Living with chronic illness is no picnic, and I think sometimes the worst thing we can do is think about all the things we’d like to change about ourselves, rather than all the positive qualities we already have. Most of us are incredibly caring and empathetic people, we just sometimes forget to extend that care and acceptance to ourselves. Breathe. Sleep. Love. The rest will work itself out.
Hello blog, sorry I’ve been away. Life got in the way and suddenly it’s three weeks later with no updates. I was busy teaching while you were just lounging around the pool, I’m sure. Or whatever it is that blogs do when they’re not being attended by their creators.
I spent the last three weeks teaching in a program for gifted teens. It was both amazing and exhausting. And reminded me why I don’t teach middle school or high school during the rest of the year. Most teenage boys have so little impulse control it’s comical.
In some ways, it was good for me to keep busy. My uncle died suddenly of a heart attack a few weeks ago, so I’ve been doing a lot of thinking about living purposefully and not taking anything for granted. On the one hand, I think being chronically ill makes me more aware and more appreciative of everything that’s going on in my life, but there are some times when it just feels like I’m enduring my life until something changes. Granted, when it comes to my health, I don’t always have the power to change it, or the change will come slowly, if at all. (I’ve been through enough cognitive behavioral therapy to be convinced of the power of positive thinking, but there are limits to what the human body can do and feel in any given situation). What I need to avoid is taking that sort of “endurance” mentality and applying it to other things that are within my power to change. I don’t have to spend time with people I dislike, or who make me feel less-than. I don’t have to make and honor commitments that other people try to pressure me to make when my gut tells me “no.”

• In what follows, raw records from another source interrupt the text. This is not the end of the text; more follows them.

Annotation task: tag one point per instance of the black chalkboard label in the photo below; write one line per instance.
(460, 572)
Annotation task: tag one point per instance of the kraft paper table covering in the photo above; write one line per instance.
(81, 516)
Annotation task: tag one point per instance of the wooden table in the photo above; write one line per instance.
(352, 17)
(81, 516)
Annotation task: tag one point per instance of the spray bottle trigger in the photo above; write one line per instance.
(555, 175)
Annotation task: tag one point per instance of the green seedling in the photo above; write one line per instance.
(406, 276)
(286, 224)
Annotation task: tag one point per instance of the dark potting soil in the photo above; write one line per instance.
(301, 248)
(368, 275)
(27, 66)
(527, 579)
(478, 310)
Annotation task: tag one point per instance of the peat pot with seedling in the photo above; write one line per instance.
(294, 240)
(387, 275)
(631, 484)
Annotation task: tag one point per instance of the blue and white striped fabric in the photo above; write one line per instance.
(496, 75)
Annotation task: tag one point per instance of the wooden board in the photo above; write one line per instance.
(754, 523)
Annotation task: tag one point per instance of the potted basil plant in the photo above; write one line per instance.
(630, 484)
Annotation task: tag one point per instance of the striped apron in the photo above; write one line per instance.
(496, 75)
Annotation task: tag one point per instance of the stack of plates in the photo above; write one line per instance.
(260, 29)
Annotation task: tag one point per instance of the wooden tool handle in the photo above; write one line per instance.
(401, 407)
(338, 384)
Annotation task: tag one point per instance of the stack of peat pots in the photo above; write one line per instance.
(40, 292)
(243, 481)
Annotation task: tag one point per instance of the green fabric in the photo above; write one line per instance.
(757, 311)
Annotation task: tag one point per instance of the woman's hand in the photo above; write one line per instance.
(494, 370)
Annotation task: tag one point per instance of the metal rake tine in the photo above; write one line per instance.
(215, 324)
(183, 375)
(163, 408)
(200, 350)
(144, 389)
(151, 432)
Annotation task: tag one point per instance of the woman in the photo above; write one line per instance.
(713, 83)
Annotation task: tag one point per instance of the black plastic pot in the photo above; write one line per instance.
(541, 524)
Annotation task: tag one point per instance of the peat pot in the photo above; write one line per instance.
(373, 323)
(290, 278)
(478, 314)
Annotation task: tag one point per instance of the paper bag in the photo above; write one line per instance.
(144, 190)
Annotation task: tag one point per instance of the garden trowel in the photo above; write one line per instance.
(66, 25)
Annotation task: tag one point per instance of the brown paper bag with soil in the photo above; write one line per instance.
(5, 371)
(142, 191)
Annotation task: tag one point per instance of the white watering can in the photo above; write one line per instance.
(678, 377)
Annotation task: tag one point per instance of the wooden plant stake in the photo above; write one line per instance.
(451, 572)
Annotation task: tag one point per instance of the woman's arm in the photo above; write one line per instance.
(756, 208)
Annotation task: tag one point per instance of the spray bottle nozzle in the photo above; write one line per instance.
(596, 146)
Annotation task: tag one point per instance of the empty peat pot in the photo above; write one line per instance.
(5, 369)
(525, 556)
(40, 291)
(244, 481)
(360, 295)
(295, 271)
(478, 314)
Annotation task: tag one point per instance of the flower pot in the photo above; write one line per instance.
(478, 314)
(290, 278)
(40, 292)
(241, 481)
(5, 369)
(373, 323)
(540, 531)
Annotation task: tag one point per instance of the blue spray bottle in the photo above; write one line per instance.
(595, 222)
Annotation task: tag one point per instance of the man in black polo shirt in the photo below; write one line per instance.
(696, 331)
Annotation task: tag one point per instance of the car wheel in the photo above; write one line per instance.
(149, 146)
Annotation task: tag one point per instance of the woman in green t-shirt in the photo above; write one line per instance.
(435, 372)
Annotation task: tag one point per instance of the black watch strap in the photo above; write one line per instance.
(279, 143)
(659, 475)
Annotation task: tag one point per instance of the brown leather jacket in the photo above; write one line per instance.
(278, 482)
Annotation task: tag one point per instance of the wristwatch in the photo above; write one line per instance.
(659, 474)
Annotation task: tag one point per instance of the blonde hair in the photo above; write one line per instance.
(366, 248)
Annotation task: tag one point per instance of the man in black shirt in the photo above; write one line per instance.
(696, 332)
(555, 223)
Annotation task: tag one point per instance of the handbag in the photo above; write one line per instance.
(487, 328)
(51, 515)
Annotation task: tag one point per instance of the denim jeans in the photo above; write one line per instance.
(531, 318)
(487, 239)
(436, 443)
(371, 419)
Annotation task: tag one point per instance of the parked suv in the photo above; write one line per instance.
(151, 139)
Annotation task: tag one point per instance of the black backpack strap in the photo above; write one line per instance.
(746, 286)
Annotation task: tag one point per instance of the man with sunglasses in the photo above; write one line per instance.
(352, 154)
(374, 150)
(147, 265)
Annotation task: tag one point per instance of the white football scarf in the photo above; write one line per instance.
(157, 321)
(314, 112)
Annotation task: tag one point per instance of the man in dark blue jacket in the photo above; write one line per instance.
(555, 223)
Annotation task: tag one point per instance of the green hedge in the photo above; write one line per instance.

In other news, this relentless heat (and its accompanying $180 power bill) does not make me happy. I can’t remember the last day it didn’t hit the low 90s. While my arthritis tends to do better in the heat, nothing else does. Well, no chillblains either, but there’s plenty more to worry about. I’ve been coating myself in sunscreen every day before I leave the house, but even that doesn’t seem to be enough to keep me from reacting to casual sun exposure (driving to work, walking from one building to another). I have a lovely rash all over my chest and shoulders that looks like acne. I almost wish it were acne– at least then it might respond to something other than steroids.